Conformément à la quête
taoïste, ils ont percé les secrets de la nature et atteint la vie éternelle.
Tous sont morts et se sont transformés. Les hagiographies relatent à l’envi leurs métamorphoses ou leur disparition, signes tangibles qu’ils ont rejoint la source vive du réel.
Leurs pouvoirs sont nombreux : ils sont endurants, rapides, restent jeunes, contrôlent hommes et bêtes, sont guérisseurs, exorcistes, devins. Certains ont le don d’ubiquité, peuvent devenir invisible ou même voler. Mais ce sont surtout des maîtres en métamorphoses. Il donnent à lire enfin dans leur rencontre l’instabilité foncière des choses et personnalisent la transformation de soi et celle corrélative du monde.

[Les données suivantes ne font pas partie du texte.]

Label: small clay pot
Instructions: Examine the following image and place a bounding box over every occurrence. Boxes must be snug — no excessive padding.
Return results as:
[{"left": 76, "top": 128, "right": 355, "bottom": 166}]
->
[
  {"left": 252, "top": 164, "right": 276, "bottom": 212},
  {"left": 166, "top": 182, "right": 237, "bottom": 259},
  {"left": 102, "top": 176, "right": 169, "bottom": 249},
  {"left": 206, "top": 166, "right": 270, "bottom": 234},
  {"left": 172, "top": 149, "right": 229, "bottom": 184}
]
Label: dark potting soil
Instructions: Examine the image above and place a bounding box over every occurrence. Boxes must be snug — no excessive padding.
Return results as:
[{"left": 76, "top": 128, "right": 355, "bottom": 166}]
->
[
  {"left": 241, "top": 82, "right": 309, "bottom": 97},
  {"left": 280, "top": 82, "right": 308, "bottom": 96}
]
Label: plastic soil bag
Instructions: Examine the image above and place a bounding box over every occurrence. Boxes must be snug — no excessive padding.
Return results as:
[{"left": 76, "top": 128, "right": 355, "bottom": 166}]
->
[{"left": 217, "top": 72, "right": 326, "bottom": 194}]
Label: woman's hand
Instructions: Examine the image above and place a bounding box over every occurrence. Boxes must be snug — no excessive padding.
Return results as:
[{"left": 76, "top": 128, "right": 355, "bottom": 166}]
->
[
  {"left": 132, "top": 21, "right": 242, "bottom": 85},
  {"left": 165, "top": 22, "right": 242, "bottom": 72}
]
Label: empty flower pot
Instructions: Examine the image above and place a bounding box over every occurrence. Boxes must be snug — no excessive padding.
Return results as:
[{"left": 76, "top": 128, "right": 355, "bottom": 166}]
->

Ces immortels affectionnaient les endroits montagneux et isolés. Chacun d'eux
représente une condition différente : le militaire, le vieux, le riche, le haut
fonctionnaire…
C'est aussi un symbole de renouvellement et de fécondité, un emblème du
mariage. Un décor de fleurs de pêcher évoque l'harmonie dans le mariage et le
second mois de l'année. Selon la légende les pêches apportent le bonheur aux
nouveaux mariés parce que la période la plus propice aux mariages heureux est à
la première lune du nouvel an chinois, en février, époque où fleurissent les
pêchers.
Les 8 immortels ont également inspiré un art martial
imitant les mouvements d’un homme ivre qui joue avec le centre de gravité et
une instabilité apparente avec des chutes, il s’agit en fait de d’une ruse pour
déstabiliser l’adversaire. Cette Boxe de l’homme ivre Zui Quan aurait été
inspire par un poème écrit sous la dynastie Tang, intitulé « Les huit
immortels dans le vin » et décrivant les immortels s'enivrant.